Last night President Bush gave the annual State of the Union speech, his fifth such speech and the first of his newly-inaugurated second term. In it, the President outlined a broad list of proposals, from reforming Social Security to instituting new programs for underserved urban youth to reiterating America's purpose in Iraq and in the Middle East as a whole. Bush has every reason for optimism going into his second term, after winning reelection and ushering in a new congress with even wider Republican majorities to advance his agenda. What Bush and the GOP must remember, however, is that they, as the government of the most powerful nation in the world, have a responsibility to people the world over.
This responsibility begins at home with the Republican-led congress showing that it stands for all Americans, not just red-staters. The right's extensive banter about President Bush's "mandate" misses the fact that over 48 percent of those who went to the polls on election day voted for his opponent, Senator John Kerry. The true spirit of democracy is not for the ruling 51 percent to lord their majority over the slight minority who voted blue, but rather to work with all Americans to make this country safer, happier and more prosperous.

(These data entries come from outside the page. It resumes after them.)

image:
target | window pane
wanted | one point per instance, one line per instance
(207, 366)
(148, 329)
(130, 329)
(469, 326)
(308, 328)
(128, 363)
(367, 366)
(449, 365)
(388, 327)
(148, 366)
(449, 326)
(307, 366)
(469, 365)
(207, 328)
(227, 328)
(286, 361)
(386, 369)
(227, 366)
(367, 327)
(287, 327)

Emboldened by their electoral gains, Republicans have set out to pursue an agenda that is healthy for neither the American people nor the idea of democracy itself. President Bush is preparing to push the idea of a Social Security "crisis" that is neither imminent (as he claims) nor dire (as he would have us believe). Social Security "ownership," as proposed by the President, is a great way to remove the safety net for older Americans established during the Great Depression and plunge this country into the depths of financial instability. Bush's victory is certainly not a mandate for throwing our oldest and most vulnerable to the sharks of privatization.

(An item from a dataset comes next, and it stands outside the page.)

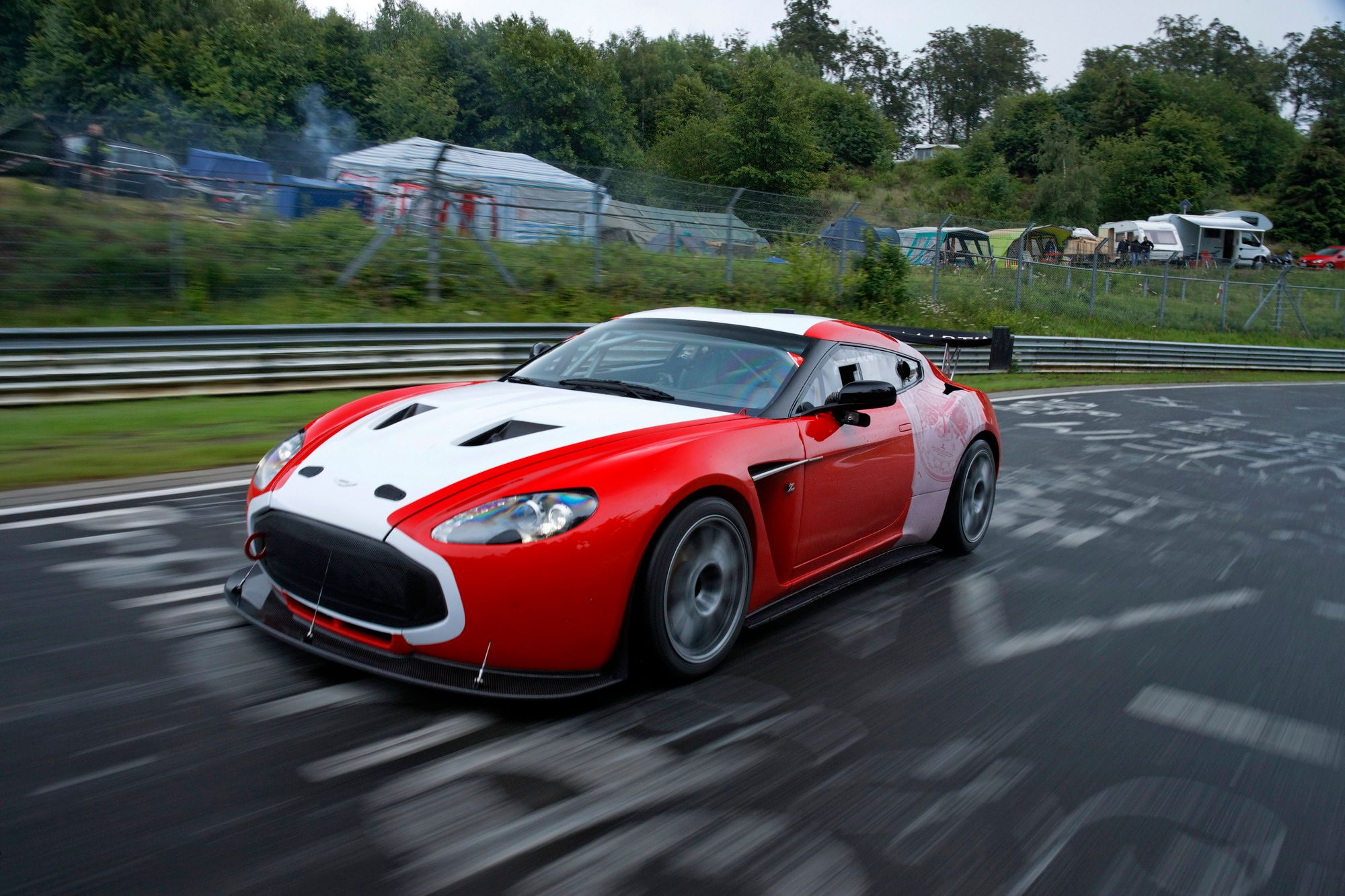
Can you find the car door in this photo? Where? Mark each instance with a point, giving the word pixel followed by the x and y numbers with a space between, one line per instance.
pixel 856 479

If the idea of economic fairness is under fire, then our ideal of reasoned democratic debate is under full-scale attack by GOP leadership in the Senate. Majority leader Bill Frist has threatened to rewrite decades-old parliamentary rules to eliminate the Democrats' ability to filibuster. The Bush boys (and girls) argue that it is not democratic for 41 Senators to be able to block the wishes of 59. They miss the fact, however, that the filibuster has always served as a valuable guard against the tyranny of the majority where important decisions, such as Supreme Court nominations, are concerned. It is a tradition that flatters, not insults, our democracy.
President Bush commented that "the only force powerful enough to stop the rise of tyranny and terror, and replace hatred with hope, is the force of human freedom." Perhaps we should start at home. So long as hundreds of detainees are held without trial or charges in Guantanamo and Americans utilize "coercive techniques" to attempt to extract intelligence, this great nation will not be living up to its ideals. We cannot expect the Iraqi people to respect the rights of minorities in their midst when the GOP pays sorry lip service to such an idea at home. Bush has said that he is proud to be spreading freedom throughout the world; let's see him start respecting freedom at home. President Bush, your move.